Où m’en vais-je avec cette histoire de bibittes? D’accord, revenons au titre. Le titre, si on le traduit en français, serait « le puceron et la fourmi ». Cette analogie de l’insecte représente la relation entre Fatima et Michele. Je ne saurais dire lequel est le puceron et lequel est la fourmi, mais ce n’est pas vraiment important. Ce qui compte, c’est comment Vitale décrit cette saine dépendance. Fatima et Michele sont tous deux coincés dans une peine, une vie qui ne leur convient pas. Leur rencontre deviendra un exutoire commun. L’homme deviendra un mentor, un père pour la jeune femme qui se cherche. Quant à Fatima, elle sera une occasion de se racheter et de reprendre sa vie en main pour l’ancien champion.

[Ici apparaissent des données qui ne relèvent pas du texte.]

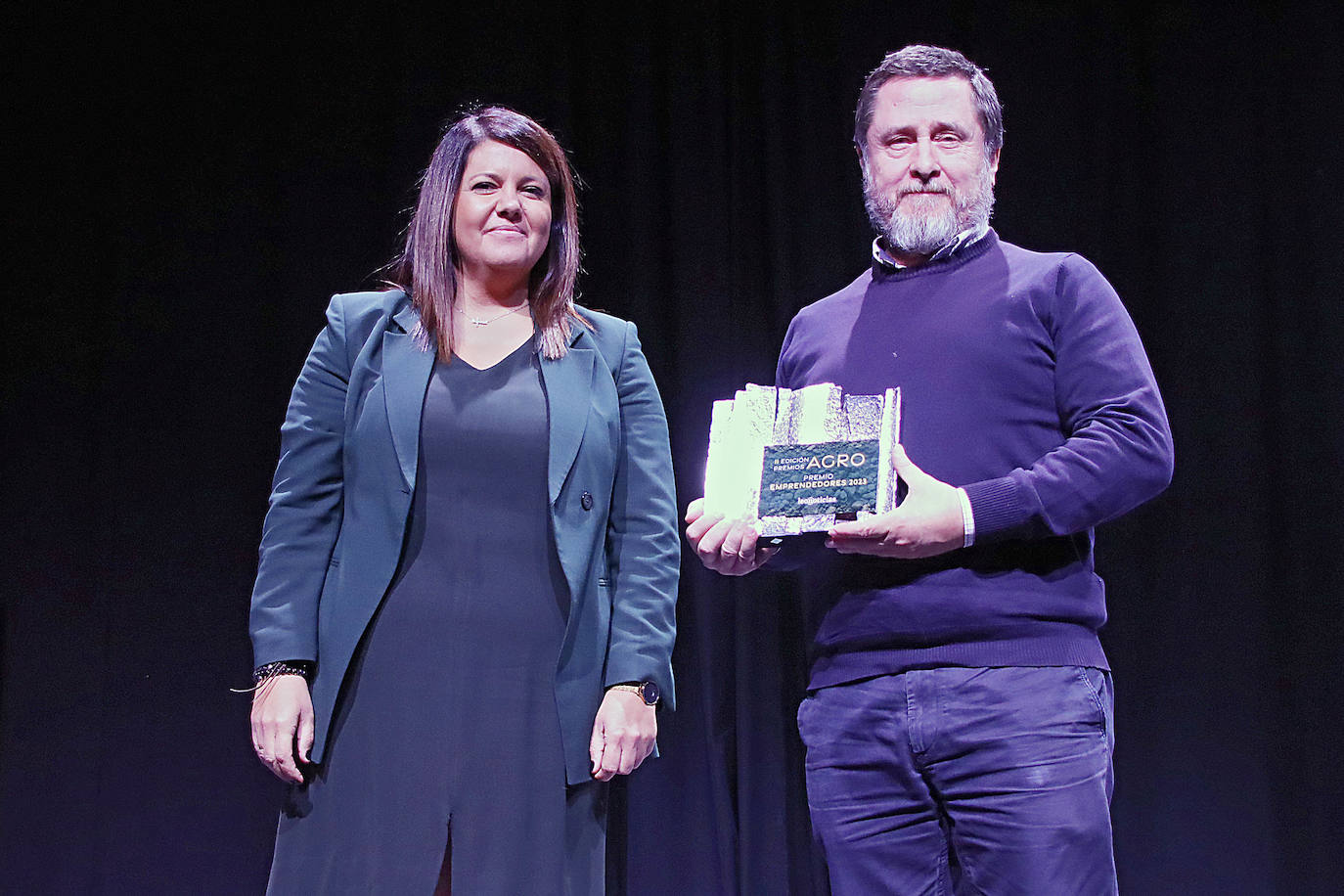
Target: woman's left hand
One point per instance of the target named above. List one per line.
(622, 734)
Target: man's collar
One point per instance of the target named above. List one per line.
(883, 256)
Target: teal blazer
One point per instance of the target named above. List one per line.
(340, 500)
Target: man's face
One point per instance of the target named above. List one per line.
(924, 172)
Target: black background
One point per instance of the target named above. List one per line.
(190, 188)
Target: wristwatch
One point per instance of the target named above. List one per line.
(648, 691)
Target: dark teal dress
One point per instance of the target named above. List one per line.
(448, 731)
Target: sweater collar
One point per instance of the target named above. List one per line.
(963, 247)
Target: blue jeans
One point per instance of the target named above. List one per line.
(963, 781)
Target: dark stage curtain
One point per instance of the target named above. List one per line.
(191, 188)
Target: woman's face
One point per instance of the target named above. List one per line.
(502, 216)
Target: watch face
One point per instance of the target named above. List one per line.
(650, 692)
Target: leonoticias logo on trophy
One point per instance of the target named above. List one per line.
(798, 460)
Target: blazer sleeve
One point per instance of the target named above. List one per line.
(643, 547)
(305, 503)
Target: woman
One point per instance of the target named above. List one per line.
(464, 608)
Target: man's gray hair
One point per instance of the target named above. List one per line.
(918, 61)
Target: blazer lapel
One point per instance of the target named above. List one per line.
(567, 387)
(406, 371)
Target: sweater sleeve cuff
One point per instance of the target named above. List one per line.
(967, 518)
(996, 506)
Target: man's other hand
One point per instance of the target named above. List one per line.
(926, 522)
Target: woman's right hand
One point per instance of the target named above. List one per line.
(283, 726)
(728, 547)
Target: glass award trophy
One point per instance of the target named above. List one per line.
(798, 460)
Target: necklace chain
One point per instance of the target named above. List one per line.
(478, 321)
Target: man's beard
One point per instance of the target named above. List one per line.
(922, 223)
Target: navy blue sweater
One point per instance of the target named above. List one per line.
(1024, 381)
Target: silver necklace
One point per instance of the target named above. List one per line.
(477, 321)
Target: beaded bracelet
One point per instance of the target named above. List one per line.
(283, 668)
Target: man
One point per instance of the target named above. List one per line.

Ce type d’histoire n’a rien de nouveau. On l’a vu encore et encore. Mais dans le cinéma italien, c’est beaucoup moins fréquent. De plus, elle met en scène un italien pur et dur, et une fille d’immigrants. Les relations entre Italiens et immigrants ne sont pas encore très « naturelles » dans le cinéma italien.
On pourrait croire que L’afide e la formica traite d’immigration. Ce serait un constat facile pour quelqu’un qui n’a pas vu le film. En réalité, le réalisateur (et coscénariste) montre plutôt le sentiment d’incertitude que peuvent vivre les immigrants de deuxième génération. Fatima est née en Calabre. Elle est italienne. Mais elle a la peau brune et elle porte un hijab. C’est suffisant pour que les gens tiennent pour acquis qu’elle ne soit pas italienne. Ce que montre donc le film c’est comment cette jeune femme se sent prise entre deux mondes, sans faire partie d’aucuns d’eux. La phrase que j’ai mise au début de mon texte résume bien comment Fatima se sent, et comment des centaines, voire des milliers, d’enfants d’immigrants se sentent.
C’est donc d’identité que le film parle. Identité et rédemption. Les deux sont souvent liés. Michele aussi est à la recherche de qui il est. Dans son cas ce n’est pas tant une migration qui en est la cause, mais une perte. Le scénario est bien écrit et il montre de façon claire, mais subtile c’est quoi être à la recherche de soi et que ça peut toucher tant un italien pur et dur qu’une fille d’immigrants.
Pourquoi un simple drame mérite une note de 8, vous me direz? C’est une bonne question. Merci de demander. 😉
En cours de film, on comprend que Michele a récemment vécu un drame. Ce drame permettra au réalisateur d’ajouter un côté sombre et mystérieux à son long métrage. Ainsi, dans la deuxième partie du film, le professeur se lance dans sa quête personnelle. Une quête dangereuse, qui le mènera quelque part où il ne devrait peut-être pas aller. Je ne veux pas donner trop de détails, mais cet élément apportera du suspense à la deuxième partie de l’œuvre. Et c’est tellement bien intégré que le spectateur se laisse prendre au jeu.
Ainsi, avec L’afide e la formica, Vitale réussi à créer une œuvre forte, qui gardera le spectateur collé à son siège. Il réussit à traiter d’un sujet tabou (en Italie) sans pour autant en faire un film difficile ou provocant.